Why is it terrible? Using static linking drastically reduces overall *complexity* (~1/security). If you do use libc code in your stuff then it's a part of this stuff. If there is a bug in libc - just rebuild your broken software. It either works or not. Doing dynamic linking is leaving it in superposition state.
I consider having the browser that builds for >30m is way more terrible.
From https://wayback.archive.org/web/20090525150626/http://blog.garbe.us/2008/02/... :
I prefer static linking:
Executing statically linked executables is much faster, because there are no expensive shared object lookups during exec().
Statically linked executables are portable, long lasting and fail safe to ABI changes -- they will run on the same architecture even in 10 years time. Never expect errors like /lib/ssa/libstdc++.so.6:version 'GLIBCXX_3.4.4' not found again.
Statically linked executables use less disk space.

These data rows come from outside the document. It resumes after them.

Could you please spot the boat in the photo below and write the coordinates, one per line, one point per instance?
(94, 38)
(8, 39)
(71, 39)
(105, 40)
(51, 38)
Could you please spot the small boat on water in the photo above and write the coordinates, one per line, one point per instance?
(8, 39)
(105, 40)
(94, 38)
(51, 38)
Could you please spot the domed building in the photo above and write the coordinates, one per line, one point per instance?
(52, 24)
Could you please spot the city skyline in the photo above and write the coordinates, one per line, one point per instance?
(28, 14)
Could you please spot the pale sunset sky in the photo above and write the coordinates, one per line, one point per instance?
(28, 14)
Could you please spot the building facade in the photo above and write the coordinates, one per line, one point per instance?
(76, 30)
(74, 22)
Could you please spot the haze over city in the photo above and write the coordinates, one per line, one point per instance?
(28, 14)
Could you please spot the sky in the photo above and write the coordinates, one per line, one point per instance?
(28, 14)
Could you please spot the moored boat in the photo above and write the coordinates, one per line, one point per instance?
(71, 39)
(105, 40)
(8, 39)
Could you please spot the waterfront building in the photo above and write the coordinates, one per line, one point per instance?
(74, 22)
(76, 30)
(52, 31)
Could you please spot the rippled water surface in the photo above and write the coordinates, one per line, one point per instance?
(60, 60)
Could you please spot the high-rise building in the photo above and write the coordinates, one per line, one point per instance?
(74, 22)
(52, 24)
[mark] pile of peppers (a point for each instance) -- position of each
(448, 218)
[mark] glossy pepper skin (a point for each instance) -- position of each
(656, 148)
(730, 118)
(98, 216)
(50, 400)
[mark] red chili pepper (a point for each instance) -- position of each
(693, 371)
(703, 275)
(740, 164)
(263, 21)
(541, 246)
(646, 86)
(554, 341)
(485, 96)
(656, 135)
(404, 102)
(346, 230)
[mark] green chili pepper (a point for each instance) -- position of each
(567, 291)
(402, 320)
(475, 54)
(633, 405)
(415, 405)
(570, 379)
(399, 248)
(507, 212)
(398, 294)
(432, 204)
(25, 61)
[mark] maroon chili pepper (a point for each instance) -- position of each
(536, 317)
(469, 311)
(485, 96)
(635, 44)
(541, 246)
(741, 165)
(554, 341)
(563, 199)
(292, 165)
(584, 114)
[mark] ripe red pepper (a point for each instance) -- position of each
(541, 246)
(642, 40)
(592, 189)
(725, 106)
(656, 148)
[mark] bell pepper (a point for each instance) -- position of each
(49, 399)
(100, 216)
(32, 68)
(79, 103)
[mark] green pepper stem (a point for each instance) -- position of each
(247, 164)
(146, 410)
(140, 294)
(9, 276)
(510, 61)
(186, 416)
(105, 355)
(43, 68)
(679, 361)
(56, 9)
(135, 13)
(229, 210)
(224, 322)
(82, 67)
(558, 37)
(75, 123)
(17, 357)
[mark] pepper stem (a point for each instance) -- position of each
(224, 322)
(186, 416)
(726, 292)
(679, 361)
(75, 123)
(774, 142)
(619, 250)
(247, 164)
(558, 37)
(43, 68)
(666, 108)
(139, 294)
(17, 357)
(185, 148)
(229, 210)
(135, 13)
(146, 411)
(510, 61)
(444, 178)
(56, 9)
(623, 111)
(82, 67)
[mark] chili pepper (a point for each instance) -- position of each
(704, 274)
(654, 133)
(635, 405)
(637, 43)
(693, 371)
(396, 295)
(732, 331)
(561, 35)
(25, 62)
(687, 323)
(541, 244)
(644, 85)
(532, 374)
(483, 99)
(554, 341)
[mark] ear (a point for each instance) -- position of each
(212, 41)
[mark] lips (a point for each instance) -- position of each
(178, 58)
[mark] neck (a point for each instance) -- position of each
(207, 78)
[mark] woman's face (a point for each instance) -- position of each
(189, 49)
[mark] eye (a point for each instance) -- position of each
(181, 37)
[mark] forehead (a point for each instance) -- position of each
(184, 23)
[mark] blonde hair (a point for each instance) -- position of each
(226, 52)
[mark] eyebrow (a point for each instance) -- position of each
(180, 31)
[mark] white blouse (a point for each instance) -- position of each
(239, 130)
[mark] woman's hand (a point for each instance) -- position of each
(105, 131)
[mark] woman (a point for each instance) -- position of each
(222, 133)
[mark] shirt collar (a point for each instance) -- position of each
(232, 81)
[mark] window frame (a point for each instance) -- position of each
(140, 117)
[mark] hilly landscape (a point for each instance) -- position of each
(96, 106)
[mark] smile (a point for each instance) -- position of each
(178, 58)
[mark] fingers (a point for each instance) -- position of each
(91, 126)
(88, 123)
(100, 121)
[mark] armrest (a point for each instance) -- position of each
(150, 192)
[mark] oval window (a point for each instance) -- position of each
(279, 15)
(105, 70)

Most executables use only a small subset of the functions provided by a static library -- so there is absolutely no reason to link complete static libraries into a static executable (e.g. spoken for a hello_world.c you only need to link vprintf statically into the executable, not the whole static libc!). The contrary is true for dynamic libraries -- you always use the whole library, regardless what functions you are using.

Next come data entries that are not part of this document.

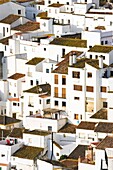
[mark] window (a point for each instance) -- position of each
(75, 74)
(57, 154)
(89, 89)
(63, 92)
(31, 113)
(56, 91)
(40, 101)
(48, 101)
(49, 128)
(102, 42)
(19, 11)
(47, 70)
(89, 75)
(63, 104)
(37, 82)
(111, 73)
(78, 87)
(90, 56)
(96, 56)
(56, 103)
(63, 80)
(106, 42)
(104, 104)
(103, 89)
(56, 79)
(76, 116)
(3, 31)
(31, 82)
(49, 2)
(76, 98)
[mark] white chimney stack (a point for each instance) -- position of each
(100, 61)
(74, 58)
(70, 60)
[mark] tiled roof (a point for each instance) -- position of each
(68, 128)
(86, 125)
(16, 76)
(4, 1)
(43, 88)
(55, 143)
(10, 19)
(4, 133)
(23, 1)
(37, 132)
(17, 133)
(95, 63)
(56, 5)
(101, 49)
(70, 42)
(107, 142)
(29, 26)
(54, 162)
(14, 99)
(78, 151)
(70, 163)
(101, 114)
(28, 152)
(104, 127)
(42, 14)
(100, 28)
(35, 61)
(5, 120)
(5, 41)
(63, 65)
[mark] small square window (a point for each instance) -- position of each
(19, 11)
(56, 103)
(89, 75)
(48, 101)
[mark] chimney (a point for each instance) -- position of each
(74, 58)
(71, 60)
(101, 61)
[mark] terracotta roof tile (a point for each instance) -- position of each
(28, 152)
(29, 26)
(35, 61)
(16, 76)
(70, 42)
(14, 99)
(43, 88)
(101, 114)
(56, 5)
(10, 19)
(107, 142)
(104, 127)
(86, 125)
(101, 49)
(68, 128)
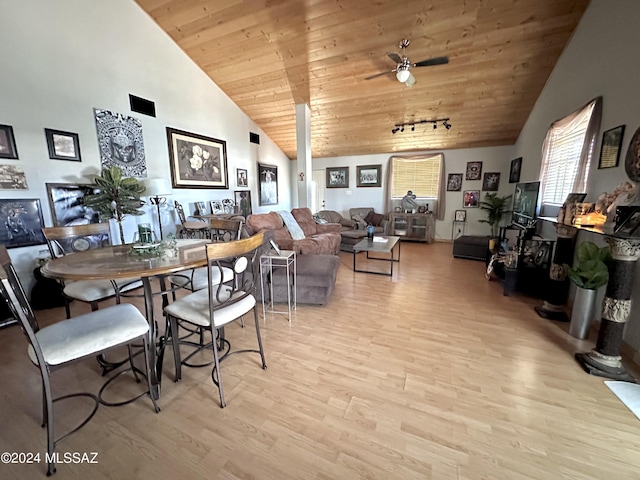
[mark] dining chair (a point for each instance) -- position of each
(221, 303)
(62, 343)
(191, 228)
(76, 238)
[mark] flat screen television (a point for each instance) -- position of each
(525, 204)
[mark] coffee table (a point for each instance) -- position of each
(384, 245)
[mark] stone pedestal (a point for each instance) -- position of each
(605, 359)
(558, 290)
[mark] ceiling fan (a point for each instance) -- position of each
(404, 65)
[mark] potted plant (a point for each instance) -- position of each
(589, 274)
(495, 207)
(118, 196)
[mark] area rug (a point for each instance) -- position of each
(628, 393)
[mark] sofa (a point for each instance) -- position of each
(319, 238)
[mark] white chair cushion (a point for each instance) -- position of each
(90, 333)
(194, 308)
(199, 280)
(93, 290)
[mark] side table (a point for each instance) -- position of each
(285, 259)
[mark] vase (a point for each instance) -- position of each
(582, 313)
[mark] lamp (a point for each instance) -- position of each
(156, 189)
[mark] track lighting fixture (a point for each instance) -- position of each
(399, 127)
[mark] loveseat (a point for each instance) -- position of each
(319, 238)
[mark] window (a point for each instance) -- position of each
(421, 175)
(567, 152)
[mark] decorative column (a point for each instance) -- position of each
(558, 287)
(605, 359)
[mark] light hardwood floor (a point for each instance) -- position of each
(433, 374)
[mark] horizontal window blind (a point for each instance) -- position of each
(421, 176)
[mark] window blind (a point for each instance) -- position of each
(421, 176)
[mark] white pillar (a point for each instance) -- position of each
(303, 142)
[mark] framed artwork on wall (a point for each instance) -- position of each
(610, 148)
(369, 175)
(23, 222)
(7, 142)
(268, 184)
(197, 161)
(243, 202)
(474, 170)
(66, 202)
(454, 182)
(63, 145)
(471, 198)
(514, 171)
(491, 181)
(337, 177)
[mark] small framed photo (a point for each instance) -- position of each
(63, 145)
(471, 198)
(369, 175)
(514, 171)
(610, 148)
(241, 177)
(491, 181)
(243, 202)
(454, 182)
(338, 177)
(7, 142)
(474, 170)
(22, 220)
(268, 175)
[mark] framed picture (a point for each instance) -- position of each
(491, 181)
(369, 175)
(454, 182)
(66, 201)
(12, 178)
(7, 142)
(268, 175)
(474, 170)
(610, 148)
(63, 145)
(241, 178)
(471, 198)
(197, 161)
(514, 171)
(338, 177)
(22, 220)
(243, 202)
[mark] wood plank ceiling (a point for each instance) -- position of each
(269, 55)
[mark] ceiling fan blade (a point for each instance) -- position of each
(395, 57)
(432, 61)
(378, 75)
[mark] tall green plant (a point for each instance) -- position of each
(590, 270)
(118, 196)
(495, 207)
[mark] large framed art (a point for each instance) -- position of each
(268, 175)
(22, 221)
(197, 161)
(66, 201)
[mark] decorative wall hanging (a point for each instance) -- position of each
(63, 145)
(197, 161)
(474, 170)
(22, 219)
(120, 143)
(7, 142)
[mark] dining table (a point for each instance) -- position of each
(131, 261)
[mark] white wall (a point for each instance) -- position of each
(494, 159)
(61, 59)
(600, 60)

Statically linked executables consume less memory because their binary size is smaller and they only map the functions they depend on into memory (contrary to dynamic libs).
The reason why dynamic linking has been invented was not to decrease the general executable sizes or to save memory consumption, or to speed up the exec() -- but to allow changing code during runtime -- and that's the real purpose of dynamic linking, we shouldn't forget that.